Ce combat, perdu par les Gaulois, s'est vraisemblablement déroulé non loin du site de l'actuel château de Suscinio, site incontournable du Morbihan, réduit autrefois à l'état de ruine et fort bien réhabilité par le Conseil départemental (mais attention au prix d'entrée : 9,80 €).

Comme j'ai déjà eu l'occasion de l'indiquer, cette bataille fait partie des scénarios du jeu "Trirème" jadis édité par Avalon et dont je garde précieusement un exemplaire.
Jeu que j'aurai d'ici quelque temps l'occasion de ressortir au sein de la Ligue des Vannetais Ludiques. Tant il est vrai, comme disait ma grand-mère, que c'est parfois dans les vieilles boites qu'on fait les meilleures bastons.

Profitant d'une exceptionnelle journée de grisaille, je viens de prendre le temps de traduire la règle en français.

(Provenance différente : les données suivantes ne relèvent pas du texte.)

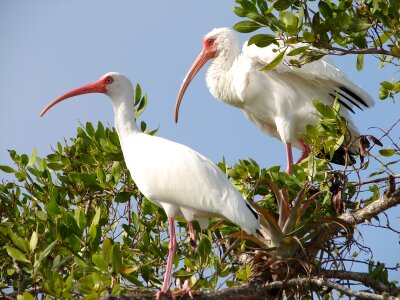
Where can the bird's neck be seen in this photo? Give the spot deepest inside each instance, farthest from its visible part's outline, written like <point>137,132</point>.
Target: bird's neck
<point>220,76</point>
<point>124,114</point>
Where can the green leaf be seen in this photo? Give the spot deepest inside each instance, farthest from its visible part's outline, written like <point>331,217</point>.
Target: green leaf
<point>116,258</point>
<point>387,85</point>
<point>122,197</point>
<point>204,248</point>
<point>25,296</point>
<point>7,169</point>
<point>16,254</point>
<point>262,40</point>
<point>21,243</point>
<point>100,262</point>
<point>94,231</point>
<point>246,26</point>
<point>324,9</point>
<point>282,4</point>
<point>275,62</point>
<point>358,25</point>
<point>387,152</point>
<point>106,249</point>
<point>360,62</point>
<point>33,241</point>
<point>46,251</point>
<point>32,158</point>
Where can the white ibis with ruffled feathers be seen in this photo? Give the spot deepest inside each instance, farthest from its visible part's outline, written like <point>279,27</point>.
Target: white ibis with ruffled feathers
<point>180,180</point>
<point>278,101</point>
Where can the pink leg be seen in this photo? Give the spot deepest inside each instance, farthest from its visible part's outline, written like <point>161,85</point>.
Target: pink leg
<point>186,289</point>
<point>172,247</point>
<point>289,157</point>
<point>192,234</point>
<point>305,151</point>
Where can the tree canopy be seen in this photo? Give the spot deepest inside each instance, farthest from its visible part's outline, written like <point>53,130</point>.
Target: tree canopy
<point>74,224</point>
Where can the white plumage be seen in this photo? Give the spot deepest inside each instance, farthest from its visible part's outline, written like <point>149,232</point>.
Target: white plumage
<point>279,101</point>
<point>175,177</point>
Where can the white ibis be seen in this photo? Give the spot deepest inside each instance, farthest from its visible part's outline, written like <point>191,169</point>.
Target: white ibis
<point>173,176</point>
<point>279,101</point>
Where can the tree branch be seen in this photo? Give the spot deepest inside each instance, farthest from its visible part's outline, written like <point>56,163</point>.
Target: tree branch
<point>363,278</point>
<point>352,218</point>
<point>263,291</point>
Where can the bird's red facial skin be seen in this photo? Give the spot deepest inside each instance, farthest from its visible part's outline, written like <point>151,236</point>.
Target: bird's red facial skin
<point>210,47</point>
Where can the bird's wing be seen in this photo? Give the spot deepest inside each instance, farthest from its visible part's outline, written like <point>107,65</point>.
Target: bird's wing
<point>319,72</point>
<point>169,172</point>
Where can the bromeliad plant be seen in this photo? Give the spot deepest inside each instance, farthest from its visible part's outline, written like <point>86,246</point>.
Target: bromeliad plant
<point>73,224</point>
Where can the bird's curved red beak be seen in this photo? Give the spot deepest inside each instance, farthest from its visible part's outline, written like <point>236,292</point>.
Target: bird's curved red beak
<point>203,57</point>
<point>94,87</point>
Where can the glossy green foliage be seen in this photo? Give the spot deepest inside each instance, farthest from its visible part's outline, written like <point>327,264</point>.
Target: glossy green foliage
<point>74,224</point>
<point>342,27</point>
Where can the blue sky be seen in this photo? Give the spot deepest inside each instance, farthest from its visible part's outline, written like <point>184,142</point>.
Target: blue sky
<point>50,47</point>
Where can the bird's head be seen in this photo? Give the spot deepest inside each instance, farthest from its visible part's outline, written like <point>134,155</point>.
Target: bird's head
<point>218,43</point>
<point>112,84</point>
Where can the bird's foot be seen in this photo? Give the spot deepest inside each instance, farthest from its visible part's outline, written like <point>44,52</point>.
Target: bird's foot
<point>167,294</point>
<point>186,289</point>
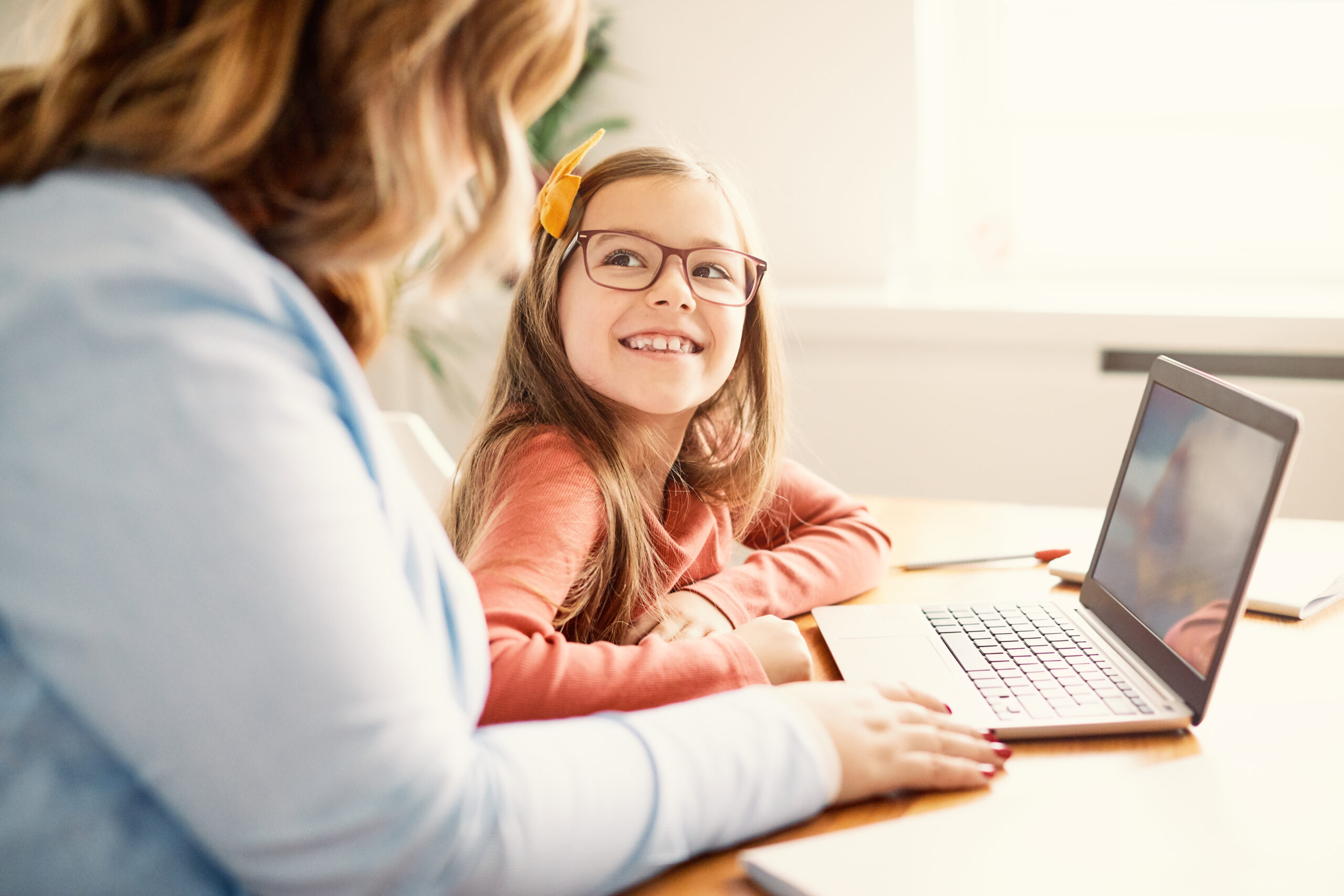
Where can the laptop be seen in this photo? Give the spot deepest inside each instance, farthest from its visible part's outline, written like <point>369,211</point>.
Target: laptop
<point>1141,645</point>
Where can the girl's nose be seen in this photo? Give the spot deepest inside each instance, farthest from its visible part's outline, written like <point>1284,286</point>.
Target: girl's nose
<point>671,289</point>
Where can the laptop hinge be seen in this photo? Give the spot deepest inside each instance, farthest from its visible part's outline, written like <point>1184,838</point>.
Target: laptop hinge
<point>1131,657</point>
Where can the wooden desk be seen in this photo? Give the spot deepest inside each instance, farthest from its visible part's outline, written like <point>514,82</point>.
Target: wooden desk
<point>1265,712</point>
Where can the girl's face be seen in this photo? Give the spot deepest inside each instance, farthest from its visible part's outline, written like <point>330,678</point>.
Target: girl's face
<point>612,338</point>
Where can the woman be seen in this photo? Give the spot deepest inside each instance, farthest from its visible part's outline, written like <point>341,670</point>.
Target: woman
<point>237,652</point>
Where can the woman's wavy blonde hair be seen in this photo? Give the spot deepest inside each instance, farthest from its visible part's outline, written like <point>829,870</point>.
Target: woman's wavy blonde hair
<point>731,449</point>
<point>324,127</point>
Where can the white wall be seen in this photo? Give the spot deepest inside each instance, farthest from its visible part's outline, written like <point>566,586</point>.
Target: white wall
<point>811,107</point>
<point>1014,407</point>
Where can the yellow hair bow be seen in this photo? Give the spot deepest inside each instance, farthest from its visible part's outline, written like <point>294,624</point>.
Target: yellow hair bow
<point>557,196</point>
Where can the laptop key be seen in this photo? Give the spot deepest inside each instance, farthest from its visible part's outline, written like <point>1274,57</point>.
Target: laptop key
<point>1037,707</point>
<point>1089,710</point>
<point>1120,705</point>
<point>965,653</point>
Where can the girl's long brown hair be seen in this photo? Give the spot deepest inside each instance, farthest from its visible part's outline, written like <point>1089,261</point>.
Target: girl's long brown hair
<point>729,457</point>
<point>323,127</point>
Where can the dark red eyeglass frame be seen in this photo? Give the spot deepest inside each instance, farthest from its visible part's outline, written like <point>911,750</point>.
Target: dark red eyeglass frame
<point>584,236</point>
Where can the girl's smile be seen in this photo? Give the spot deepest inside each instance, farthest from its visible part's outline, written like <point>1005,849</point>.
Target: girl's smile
<point>662,343</point>
<point>659,351</point>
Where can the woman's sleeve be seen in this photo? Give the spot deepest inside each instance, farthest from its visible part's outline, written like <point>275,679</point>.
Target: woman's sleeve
<point>543,524</point>
<point>195,558</point>
<point>814,544</point>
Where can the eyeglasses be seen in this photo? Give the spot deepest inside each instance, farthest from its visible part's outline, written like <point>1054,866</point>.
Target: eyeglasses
<point>628,262</point>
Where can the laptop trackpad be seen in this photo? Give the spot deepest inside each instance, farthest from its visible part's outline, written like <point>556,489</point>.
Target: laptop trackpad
<point>906,659</point>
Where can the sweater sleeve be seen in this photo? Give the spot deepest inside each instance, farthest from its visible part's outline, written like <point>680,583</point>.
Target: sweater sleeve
<point>812,544</point>
<point>548,516</point>
<point>210,567</point>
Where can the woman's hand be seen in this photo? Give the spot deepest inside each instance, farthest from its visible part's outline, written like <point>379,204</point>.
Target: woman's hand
<point>780,648</point>
<point>682,614</point>
<point>891,738</point>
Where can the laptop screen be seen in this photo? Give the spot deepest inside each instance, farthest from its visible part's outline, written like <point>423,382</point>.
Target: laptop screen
<point>1184,519</point>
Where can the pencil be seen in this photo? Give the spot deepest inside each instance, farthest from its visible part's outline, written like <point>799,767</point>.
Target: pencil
<point>1043,556</point>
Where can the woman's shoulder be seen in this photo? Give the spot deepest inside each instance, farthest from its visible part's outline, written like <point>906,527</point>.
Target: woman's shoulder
<point>77,229</point>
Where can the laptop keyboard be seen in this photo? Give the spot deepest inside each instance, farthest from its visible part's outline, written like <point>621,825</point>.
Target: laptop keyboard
<point>1030,661</point>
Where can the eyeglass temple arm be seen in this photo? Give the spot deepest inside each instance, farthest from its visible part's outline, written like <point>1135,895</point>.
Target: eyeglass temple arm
<point>569,250</point>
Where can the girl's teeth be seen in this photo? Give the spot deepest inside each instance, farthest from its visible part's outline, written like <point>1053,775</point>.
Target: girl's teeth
<point>663,344</point>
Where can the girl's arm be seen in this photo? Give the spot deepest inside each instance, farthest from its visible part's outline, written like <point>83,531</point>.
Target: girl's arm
<point>548,516</point>
<point>814,544</point>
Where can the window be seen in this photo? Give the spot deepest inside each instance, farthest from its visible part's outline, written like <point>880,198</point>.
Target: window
<point>1129,156</point>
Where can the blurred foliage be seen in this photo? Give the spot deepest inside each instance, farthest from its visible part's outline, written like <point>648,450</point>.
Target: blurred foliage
<point>554,133</point>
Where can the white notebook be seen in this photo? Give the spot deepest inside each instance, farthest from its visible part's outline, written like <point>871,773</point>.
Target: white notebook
<point>1299,574</point>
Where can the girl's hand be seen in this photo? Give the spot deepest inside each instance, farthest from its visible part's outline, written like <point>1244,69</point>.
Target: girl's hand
<point>780,648</point>
<point>887,743</point>
<point>683,614</point>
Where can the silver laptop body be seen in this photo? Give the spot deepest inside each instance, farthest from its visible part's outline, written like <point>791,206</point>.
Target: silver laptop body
<point>1141,645</point>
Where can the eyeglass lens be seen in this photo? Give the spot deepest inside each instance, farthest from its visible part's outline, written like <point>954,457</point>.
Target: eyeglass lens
<point>624,261</point>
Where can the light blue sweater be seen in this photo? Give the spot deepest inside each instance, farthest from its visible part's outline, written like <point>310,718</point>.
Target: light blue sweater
<point>237,650</point>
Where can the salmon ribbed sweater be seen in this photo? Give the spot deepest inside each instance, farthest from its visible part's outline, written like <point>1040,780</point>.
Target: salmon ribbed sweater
<point>814,546</point>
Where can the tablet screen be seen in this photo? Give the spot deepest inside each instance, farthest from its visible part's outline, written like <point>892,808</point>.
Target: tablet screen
<point>1183,522</point>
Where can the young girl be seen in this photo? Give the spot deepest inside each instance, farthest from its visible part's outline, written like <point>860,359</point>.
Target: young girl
<point>632,434</point>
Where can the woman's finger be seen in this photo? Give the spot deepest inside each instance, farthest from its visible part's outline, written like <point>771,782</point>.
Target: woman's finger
<point>904,692</point>
<point>911,714</point>
<point>933,739</point>
<point>936,772</point>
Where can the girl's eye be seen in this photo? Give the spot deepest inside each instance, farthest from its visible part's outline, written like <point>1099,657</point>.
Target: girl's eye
<point>711,272</point>
<point>624,258</point>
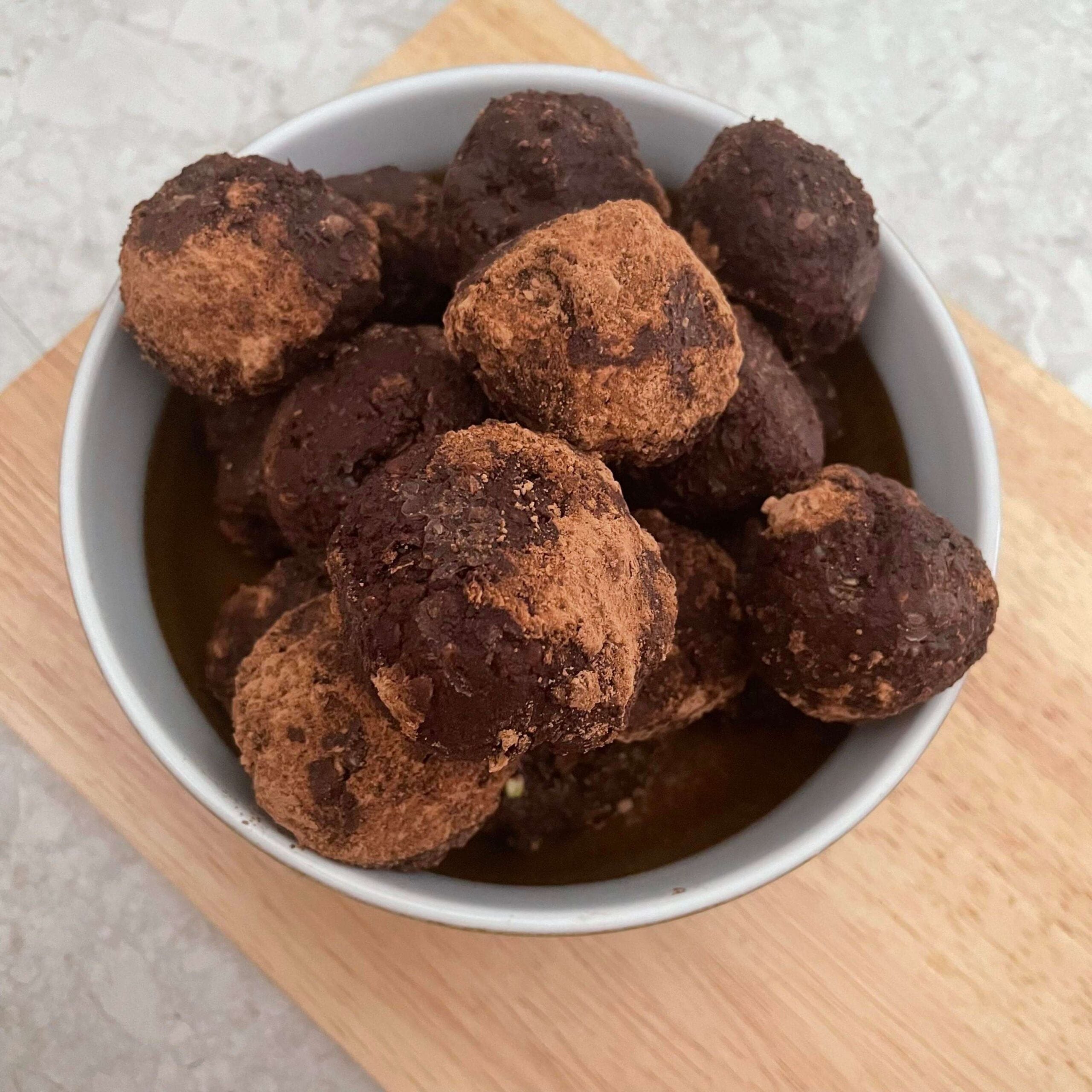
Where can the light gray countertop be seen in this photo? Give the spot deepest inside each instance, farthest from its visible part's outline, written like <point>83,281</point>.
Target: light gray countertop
<point>968,122</point>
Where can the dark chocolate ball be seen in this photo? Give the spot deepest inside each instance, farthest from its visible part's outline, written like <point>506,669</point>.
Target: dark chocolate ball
<point>769,440</point>
<point>234,434</point>
<point>789,231</point>
<point>604,328</point>
<point>862,603</point>
<point>237,272</point>
<point>249,612</point>
<point>406,207</point>
<point>328,765</point>
<point>500,594</point>
<point>387,389</point>
<point>710,658</point>
<point>532,157</point>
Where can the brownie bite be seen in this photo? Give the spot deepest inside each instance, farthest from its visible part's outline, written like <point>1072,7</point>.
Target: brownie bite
<point>234,434</point>
<point>532,157</point>
<point>498,593</point>
<point>249,612</point>
<point>769,440</point>
<point>604,328</point>
<point>238,271</point>
<point>387,389</point>
<point>406,207</point>
<point>789,231</point>
<point>710,659</point>
<point>861,602</point>
<point>328,766</point>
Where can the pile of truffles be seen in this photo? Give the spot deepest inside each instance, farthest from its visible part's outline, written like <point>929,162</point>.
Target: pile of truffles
<point>423,393</point>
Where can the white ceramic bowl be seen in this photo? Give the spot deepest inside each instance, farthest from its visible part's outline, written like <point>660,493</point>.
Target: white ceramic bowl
<point>418,124</point>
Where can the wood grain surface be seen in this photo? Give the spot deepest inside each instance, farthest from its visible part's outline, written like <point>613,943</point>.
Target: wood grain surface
<point>945,944</point>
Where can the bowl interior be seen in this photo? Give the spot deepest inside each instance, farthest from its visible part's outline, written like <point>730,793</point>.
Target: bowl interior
<point>418,124</point>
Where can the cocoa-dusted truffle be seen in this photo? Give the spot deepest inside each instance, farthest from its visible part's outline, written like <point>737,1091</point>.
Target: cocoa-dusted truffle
<point>249,612</point>
<point>234,433</point>
<point>862,602</point>
<point>788,229</point>
<point>387,388</point>
<point>768,440</point>
<point>532,157</point>
<point>601,327</point>
<point>554,796</point>
<point>500,594</point>
<point>406,207</point>
<point>710,660</point>
<point>328,765</point>
<point>236,272</point>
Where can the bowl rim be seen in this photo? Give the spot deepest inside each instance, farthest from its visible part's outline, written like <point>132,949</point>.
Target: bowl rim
<point>369,886</point>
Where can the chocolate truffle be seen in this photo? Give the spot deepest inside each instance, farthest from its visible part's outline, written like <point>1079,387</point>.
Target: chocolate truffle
<point>386,389</point>
<point>406,207</point>
<point>862,602</point>
<point>238,271</point>
<point>769,440</point>
<point>500,594</point>
<point>328,766</point>
<point>710,660</point>
<point>555,796</point>
<point>234,434</point>
<point>601,327</point>
<point>789,231</point>
<point>249,612</point>
<point>532,157</point>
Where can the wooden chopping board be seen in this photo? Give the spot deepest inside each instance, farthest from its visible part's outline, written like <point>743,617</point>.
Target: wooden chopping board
<point>945,944</point>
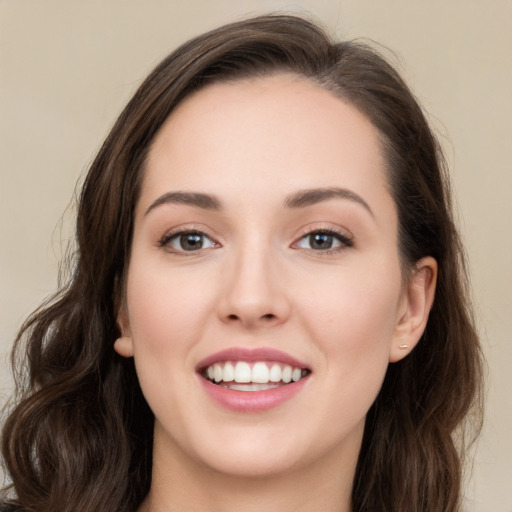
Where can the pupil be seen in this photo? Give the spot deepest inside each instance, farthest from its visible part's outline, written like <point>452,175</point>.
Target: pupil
<point>320,241</point>
<point>191,241</point>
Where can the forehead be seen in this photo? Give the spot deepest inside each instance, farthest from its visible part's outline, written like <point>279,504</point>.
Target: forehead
<point>267,135</point>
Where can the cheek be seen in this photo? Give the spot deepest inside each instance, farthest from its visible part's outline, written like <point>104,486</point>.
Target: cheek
<point>166,309</point>
<point>353,320</point>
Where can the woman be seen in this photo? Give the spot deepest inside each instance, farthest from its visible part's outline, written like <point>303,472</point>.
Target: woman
<point>268,306</point>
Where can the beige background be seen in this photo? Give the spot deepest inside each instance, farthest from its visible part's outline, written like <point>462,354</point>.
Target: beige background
<point>68,66</point>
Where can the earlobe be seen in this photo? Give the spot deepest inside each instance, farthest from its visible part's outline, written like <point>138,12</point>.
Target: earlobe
<point>419,297</point>
<point>124,346</point>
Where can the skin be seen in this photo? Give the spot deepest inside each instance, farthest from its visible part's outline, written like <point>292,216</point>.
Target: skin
<point>258,282</point>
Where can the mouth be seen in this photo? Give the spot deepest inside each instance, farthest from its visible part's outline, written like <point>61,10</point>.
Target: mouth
<point>252,376</point>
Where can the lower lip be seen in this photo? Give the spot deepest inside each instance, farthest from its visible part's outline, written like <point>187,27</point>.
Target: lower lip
<point>252,401</point>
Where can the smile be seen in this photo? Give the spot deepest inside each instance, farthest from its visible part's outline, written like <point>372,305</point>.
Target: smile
<point>252,380</point>
<point>253,376</point>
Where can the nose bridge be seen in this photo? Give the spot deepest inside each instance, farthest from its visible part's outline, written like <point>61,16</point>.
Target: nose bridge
<point>254,293</point>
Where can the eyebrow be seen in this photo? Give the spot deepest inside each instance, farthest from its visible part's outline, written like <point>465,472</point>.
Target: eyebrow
<point>308,197</point>
<point>300,199</point>
<point>204,201</point>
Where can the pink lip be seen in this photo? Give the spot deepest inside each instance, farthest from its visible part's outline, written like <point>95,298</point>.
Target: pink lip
<point>250,355</point>
<point>251,401</point>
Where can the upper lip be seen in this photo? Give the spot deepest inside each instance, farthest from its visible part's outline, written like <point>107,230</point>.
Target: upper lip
<point>251,355</point>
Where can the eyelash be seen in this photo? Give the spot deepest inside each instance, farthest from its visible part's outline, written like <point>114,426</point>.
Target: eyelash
<point>344,241</point>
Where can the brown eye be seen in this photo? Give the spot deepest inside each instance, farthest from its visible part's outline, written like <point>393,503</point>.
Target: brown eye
<point>323,241</point>
<point>188,241</point>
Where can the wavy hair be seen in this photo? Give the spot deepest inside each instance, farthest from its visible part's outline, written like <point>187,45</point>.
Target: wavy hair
<point>79,434</point>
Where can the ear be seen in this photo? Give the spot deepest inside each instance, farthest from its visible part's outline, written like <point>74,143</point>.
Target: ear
<point>124,344</point>
<point>415,308</point>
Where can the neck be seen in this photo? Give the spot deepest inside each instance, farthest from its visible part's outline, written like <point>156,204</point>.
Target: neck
<point>180,483</point>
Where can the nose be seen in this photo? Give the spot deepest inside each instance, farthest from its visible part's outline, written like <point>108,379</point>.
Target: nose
<point>254,294</point>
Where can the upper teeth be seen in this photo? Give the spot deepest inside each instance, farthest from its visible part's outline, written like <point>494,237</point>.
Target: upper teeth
<point>259,372</point>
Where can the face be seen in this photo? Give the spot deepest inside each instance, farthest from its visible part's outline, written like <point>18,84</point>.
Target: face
<point>264,296</point>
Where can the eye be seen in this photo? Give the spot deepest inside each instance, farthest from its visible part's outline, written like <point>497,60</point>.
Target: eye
<point>324,240</point>
<point>187,241</point>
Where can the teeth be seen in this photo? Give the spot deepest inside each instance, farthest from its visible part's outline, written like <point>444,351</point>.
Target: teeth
<point>260,376</point>
<point>229,373</point>
<point>242,372</point>
<point>217,372</point>
<point>286,376</point>
<point>260,373</point>
<point>275,373</point>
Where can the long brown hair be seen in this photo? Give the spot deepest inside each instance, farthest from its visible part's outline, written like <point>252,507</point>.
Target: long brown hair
<point>79,436</point>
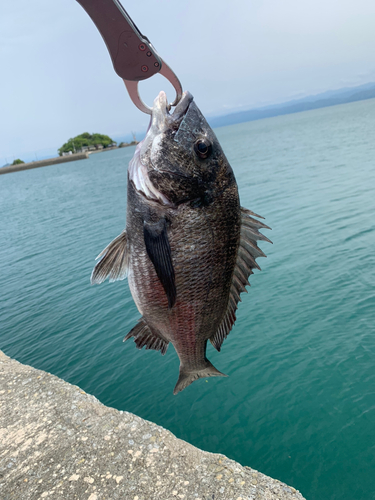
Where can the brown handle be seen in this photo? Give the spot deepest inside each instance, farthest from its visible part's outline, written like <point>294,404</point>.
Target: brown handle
<point>133,56</point>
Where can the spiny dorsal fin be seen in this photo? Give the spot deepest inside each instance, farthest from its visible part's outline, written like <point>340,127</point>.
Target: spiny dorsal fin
<point>248,251</point>
<point>144,336</point>
<point>113,261</point>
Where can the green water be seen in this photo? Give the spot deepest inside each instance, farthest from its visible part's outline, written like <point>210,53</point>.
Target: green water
<point>299,401</point>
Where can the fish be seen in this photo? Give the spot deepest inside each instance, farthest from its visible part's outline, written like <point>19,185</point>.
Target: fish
<point>189,247</point>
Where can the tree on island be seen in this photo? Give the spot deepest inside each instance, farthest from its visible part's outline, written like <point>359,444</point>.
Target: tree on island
<point>85,139</point>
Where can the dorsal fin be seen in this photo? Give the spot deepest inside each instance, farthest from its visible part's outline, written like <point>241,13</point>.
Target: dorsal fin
<point>144,336</point>
<point>248,251</point>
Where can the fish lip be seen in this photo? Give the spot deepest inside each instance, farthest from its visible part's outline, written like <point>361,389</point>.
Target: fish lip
<point>162,119</point>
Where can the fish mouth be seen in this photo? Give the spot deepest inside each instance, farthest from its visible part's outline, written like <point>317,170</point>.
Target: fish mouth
<point>162,119</point>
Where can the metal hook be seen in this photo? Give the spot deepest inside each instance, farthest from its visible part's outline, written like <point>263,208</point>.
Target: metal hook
<point>166,71</point>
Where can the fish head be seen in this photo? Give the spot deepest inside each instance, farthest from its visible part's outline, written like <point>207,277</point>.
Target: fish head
<point>180,160</point>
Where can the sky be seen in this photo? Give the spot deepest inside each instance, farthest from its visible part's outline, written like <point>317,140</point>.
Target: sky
<point>57,79</point>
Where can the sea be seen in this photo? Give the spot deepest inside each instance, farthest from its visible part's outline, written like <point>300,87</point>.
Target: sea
<point>299,401</point>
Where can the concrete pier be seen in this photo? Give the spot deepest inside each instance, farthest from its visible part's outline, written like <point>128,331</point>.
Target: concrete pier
<point>57,442</point>
<point>43,163</point>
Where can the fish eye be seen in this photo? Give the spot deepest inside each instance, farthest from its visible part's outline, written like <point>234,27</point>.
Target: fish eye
<point>203,148</point>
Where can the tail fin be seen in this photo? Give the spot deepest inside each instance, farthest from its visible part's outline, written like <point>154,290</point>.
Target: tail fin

Le jeu est simple et les bateaux, représentés par des pions en carton, beaucoup moins nombreux que ceux qui en ont décousu voici deux millénaires dans les eaux du sud Bretagne.
Les joueurs intéressés pour tester ça sont les bienvenus.

L'endroit où l'on pense que la bataille s'est déroulée



Le scénario de la bataille navale vue par Avalon. Les navires vénètes sont en bas de la carte. Les pions verts représentent la côte, les blancs sont des récifs


Les vaisseaux vénètes les plus lourds. Sans rames et à la voile. C'est notamment ce qui les a perdus


Les galères romaines. Le scénario prévoit 2 quadrèmes, 4 trirèmes, 5 libourniens, 3 birèmes et 3 pentakonters



La description de la bataille et son contexte par les Archives du Morbihan
https://archives.morbihan.fr/voyagez-dans-le-temps/la-bataille-des-venetes/



Ma traduction de la règle. Il s'agit de la version la plus simple (Fleet game). Une autre version (ship game) est plus sophistiquée

                                                               
TRIREME 

QUALITE DE L’EQUIPAGE

Les navires possèdent des équipages de qualité expert, moyen, novice ou esclave.
Historiquement, les esclaves n’étaient pas utilisés sur les bateaux de guerre. Mais ils sont inclus ici pour satisfaire les amateurs de cinéma hollywoodien.
Chaque scénario indique quels navires sont déployés avec quelle qualité d’équipage.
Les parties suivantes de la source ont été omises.